An international consortium led by Harvard Medical School (HMS) researcher Joel Hirschhorn has made significant inroads into uncovering the genetic basis of obesity by identifying 18 new gene sites associated with overall obesity and 13 that affect fat distribution.
The studies include data from nearly a quarter of a million participants, the largest genetic investigation of human traits to date. The papers, both from the GIANT (Genetic Investigation of Anthropometric Traits) consortium — which consists of more than 400 scientists from 280 research institutions worldwide — will appear in Nature Genetics.
“Different people have different susceptibilities to obesity,” says Hirschhorn, an associate professor of genetics at HMS, an assistant in medicine at Children’s Hospital Boston, and senior associate member and coordinator of the Metabolism Initiative at the Broad Institute. “Some don’t rigorously watch what they eat or how much they exercise and still resist gaining weight, while others constantly struggle to keep their weight from skyrocketing. Some of this variability is genetic, and our goal was to increase understanding of why different people have different inherited susceptibility to obesity.”
Because most of the genes implicated in these studies have never been suspected of having a role in obesity, the findings will begin to shed light on the underlying biology, which may lead to better categorization and treatment of obesity, said Hirschhorn, a senior author on the overall obesity paper and involved in both.
The overall obesity study looked for genetic determinants of body mass index (BMI), calculated as an individual’s weight in kilograms over height in meters squared. Investigators combined data from 46 studies involving nearly 124,000 people and confirmed the top results in almost 126,000 individuals to identify a total of 32 sites consistently associated with BMI, 18 of which are new. One of the novel variants is in the gene encoding for a receptor protein that responds to signals from the gut to influence insulin levels and metabolism. Another variant is near a gene known to encode proteins affecting appetite.
“One of the most exciting parts of this work is that most of the BMI-associated variants identified are in or near genes that have never before been connected to obesity. Through this work we are discovering that the underlying biological underpinnings of obesity are many, varied, and largely uncharacterized,” says Elizabeth K. Speliotes, an HMS instructor in medicine at Massachusetts General Hospital and the Broad, the first author of the BMI study, and also involved in both studies.
Although the effects of each individual variant were modest, individuals who carried more than 38 BMI-increasing variants were on average 15 to 20 pounds heavier than those who carried fewer than 22 such variants. However, even in combination these variants explain only a small fraction of the overall variation in body weight. The researchers found that the combined genetic information from the variants was only slightly better than flipping a coin in predicting whether an individual would be obese, probably because many other factors, both genetic and environmental, contribute to weight.
The second study looked at genetic associations with how fat is distributed in the body.
Studies have shown that fat stored in the abdomen increases the risk of type 2 diabetes and heart disease, even after adjusting for obesity. In contrast, fat stored in the hips and thighs may actually protect against diabetes and high blood pressure. The investigators examined the genetic determinants of waist-to-hip ratio, a measure of fat distribution, analyzing data from 77,000 participants in 32 studies. The regions identified in the analysis were then checked against data from another 29 studies including more than 113,500 individuals. This revealed 14 gene regions associated with waist-to-hip ratio, adding 13 new regions and confirming the one previously known association.
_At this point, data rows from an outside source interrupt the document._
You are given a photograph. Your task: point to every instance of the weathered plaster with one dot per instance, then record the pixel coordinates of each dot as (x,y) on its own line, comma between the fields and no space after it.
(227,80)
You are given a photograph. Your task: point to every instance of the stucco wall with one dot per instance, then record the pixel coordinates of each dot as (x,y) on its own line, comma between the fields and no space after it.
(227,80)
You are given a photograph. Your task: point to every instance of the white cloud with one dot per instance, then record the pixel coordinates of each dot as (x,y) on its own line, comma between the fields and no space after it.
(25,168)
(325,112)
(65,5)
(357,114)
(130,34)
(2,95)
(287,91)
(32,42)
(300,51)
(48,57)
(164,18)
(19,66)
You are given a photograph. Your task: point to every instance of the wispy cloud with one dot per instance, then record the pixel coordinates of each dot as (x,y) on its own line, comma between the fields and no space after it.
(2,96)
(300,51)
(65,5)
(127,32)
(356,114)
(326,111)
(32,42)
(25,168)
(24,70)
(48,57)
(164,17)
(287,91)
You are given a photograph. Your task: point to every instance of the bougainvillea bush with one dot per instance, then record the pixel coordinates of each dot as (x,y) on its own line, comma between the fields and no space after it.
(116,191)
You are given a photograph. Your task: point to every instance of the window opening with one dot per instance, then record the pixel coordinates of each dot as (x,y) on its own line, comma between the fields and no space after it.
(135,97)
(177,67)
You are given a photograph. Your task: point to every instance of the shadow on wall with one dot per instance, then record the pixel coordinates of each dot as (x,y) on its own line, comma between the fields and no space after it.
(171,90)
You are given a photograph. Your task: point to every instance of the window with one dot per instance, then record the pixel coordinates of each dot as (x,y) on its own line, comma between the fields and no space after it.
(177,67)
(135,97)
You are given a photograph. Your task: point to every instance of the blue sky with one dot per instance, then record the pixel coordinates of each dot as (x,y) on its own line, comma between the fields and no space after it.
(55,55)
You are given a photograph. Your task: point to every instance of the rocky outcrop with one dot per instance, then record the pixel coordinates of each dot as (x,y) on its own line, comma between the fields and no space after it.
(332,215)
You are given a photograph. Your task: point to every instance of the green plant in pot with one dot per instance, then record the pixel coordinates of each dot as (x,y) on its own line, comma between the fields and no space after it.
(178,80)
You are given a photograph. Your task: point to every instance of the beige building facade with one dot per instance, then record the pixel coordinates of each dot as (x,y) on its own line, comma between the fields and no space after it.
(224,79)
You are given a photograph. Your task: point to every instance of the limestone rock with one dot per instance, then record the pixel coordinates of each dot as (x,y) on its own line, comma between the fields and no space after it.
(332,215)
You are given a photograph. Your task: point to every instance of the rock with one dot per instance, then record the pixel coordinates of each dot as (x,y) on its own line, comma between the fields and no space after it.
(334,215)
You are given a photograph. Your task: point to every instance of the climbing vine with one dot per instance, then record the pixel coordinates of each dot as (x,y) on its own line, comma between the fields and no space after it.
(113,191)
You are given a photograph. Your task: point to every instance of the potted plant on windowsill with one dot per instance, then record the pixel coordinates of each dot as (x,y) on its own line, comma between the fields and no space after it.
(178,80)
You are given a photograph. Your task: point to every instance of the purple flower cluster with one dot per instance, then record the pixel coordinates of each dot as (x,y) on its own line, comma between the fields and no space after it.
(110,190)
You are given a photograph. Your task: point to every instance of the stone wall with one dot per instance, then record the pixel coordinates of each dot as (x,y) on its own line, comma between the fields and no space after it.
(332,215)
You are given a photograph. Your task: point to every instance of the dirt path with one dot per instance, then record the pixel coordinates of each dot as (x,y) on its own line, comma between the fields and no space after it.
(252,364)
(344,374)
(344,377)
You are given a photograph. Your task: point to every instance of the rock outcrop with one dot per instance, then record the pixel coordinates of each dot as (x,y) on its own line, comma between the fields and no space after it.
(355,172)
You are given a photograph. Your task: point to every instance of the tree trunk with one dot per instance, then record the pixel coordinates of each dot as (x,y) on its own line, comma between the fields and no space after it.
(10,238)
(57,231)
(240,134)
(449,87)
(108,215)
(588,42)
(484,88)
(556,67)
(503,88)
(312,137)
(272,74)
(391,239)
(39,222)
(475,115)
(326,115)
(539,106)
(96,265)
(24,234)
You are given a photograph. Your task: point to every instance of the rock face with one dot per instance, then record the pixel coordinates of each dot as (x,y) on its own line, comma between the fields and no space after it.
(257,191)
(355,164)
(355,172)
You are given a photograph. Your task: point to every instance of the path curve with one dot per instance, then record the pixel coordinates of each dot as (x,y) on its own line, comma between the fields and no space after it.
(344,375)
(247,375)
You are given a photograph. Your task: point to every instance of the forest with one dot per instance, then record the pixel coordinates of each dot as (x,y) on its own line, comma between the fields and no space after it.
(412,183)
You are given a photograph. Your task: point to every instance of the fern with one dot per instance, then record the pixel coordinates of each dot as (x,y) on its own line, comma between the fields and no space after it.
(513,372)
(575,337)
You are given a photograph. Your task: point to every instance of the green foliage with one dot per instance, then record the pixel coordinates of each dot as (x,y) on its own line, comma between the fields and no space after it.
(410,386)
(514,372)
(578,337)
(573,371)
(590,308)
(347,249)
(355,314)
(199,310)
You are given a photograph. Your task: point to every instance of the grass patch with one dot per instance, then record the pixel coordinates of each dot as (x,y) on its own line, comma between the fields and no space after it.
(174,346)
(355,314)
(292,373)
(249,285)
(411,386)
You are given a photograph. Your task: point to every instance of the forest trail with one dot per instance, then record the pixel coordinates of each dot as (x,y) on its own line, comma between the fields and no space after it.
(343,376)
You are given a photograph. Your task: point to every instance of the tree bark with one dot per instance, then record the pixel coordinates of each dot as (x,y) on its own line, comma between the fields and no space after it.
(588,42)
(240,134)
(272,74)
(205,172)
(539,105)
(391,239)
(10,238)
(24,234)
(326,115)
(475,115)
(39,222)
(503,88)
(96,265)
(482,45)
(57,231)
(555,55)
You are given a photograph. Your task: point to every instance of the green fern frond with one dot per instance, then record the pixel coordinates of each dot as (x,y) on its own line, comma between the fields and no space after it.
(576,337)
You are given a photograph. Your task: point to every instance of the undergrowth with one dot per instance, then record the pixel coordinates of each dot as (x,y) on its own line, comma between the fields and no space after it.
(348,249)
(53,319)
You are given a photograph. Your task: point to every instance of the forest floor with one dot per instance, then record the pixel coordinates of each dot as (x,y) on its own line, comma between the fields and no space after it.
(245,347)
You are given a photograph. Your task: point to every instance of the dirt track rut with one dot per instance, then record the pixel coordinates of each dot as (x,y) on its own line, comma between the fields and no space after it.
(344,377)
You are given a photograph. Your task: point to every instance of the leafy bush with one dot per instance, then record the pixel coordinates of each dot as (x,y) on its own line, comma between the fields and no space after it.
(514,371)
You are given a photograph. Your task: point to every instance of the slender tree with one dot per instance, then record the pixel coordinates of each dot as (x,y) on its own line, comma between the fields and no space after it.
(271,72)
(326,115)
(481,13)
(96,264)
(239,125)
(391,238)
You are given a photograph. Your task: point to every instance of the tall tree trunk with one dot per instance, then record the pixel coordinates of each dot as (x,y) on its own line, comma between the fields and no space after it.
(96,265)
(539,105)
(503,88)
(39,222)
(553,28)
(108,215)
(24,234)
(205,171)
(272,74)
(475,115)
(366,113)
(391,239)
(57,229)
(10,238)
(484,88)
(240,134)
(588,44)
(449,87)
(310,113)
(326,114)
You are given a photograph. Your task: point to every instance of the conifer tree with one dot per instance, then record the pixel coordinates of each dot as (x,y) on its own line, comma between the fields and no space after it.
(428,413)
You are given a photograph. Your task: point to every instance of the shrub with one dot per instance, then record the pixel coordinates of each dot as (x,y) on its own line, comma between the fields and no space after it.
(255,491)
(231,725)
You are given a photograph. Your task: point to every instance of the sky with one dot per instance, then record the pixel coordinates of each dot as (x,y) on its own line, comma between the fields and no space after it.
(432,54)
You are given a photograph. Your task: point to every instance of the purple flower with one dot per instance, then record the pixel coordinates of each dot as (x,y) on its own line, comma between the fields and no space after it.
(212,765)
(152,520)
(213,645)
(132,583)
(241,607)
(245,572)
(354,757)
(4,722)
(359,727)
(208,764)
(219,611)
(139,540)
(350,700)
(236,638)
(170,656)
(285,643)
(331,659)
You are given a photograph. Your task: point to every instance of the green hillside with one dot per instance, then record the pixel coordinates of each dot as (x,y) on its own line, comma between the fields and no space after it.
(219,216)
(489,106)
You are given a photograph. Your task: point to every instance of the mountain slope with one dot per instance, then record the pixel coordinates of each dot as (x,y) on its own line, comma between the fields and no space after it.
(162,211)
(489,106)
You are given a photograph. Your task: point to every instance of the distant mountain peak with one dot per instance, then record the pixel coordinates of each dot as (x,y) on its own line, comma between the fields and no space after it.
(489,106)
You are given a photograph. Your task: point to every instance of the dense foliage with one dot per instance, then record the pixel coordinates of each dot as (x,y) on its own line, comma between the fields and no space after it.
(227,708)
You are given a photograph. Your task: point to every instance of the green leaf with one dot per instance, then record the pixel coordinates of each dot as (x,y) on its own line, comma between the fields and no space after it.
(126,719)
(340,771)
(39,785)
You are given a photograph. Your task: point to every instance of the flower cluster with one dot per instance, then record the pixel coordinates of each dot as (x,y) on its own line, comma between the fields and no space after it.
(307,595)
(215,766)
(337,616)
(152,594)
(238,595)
Seven of the identified genetic variations have much stronger effects in women than in men, suggesting they may underlie some of the normal difference in fat distribution between the sexes. Although these identified gene regions explain only about 1 percent of the general variation in waist-to-hip ratios, the authors note, the findings point toward specific biological mechanisms involved in regulating where the body stores fat. The regions affecting fat distribution implicate genes involved in regulating cholesterol, triglyceride levels, insulin, and insulin resistance, which may improve understanding of how fat deposits in certain body locations are even more tightly linked to metabolic disorders than to obesity.
“By finding genes that have an important role in influencing fat distribution and the ways in which that differs between men and women, we hope to home in on the crucial underlying biological processes,” says Cecilia Lindgren of the Wellcome Trust Centre for Human Genetics at Oxford University, a senior researcher on the waist-to-hip ratio study who was also involved in both papers.
Additional lead authors of the overall obesity study include investigators from Oxford University and Cambridge University in the U.K., the University of Michigan, the National Cancer Institute, University of North Carolina, deCODE Genetics, and the Karolinska Institutet in Sweden. Lead authors of the fat distribution paper include investigators from Regensburg University Medical Center, the University of Michigan, Harvard School of Public Health, deCODE Genetics, Boston University, the Framingham Heart Study, Wellcome Trust, Sanger Institute, and the University of North Carolina.
The studies were supported by grants from a range of institutions, including the National Institutes of Health.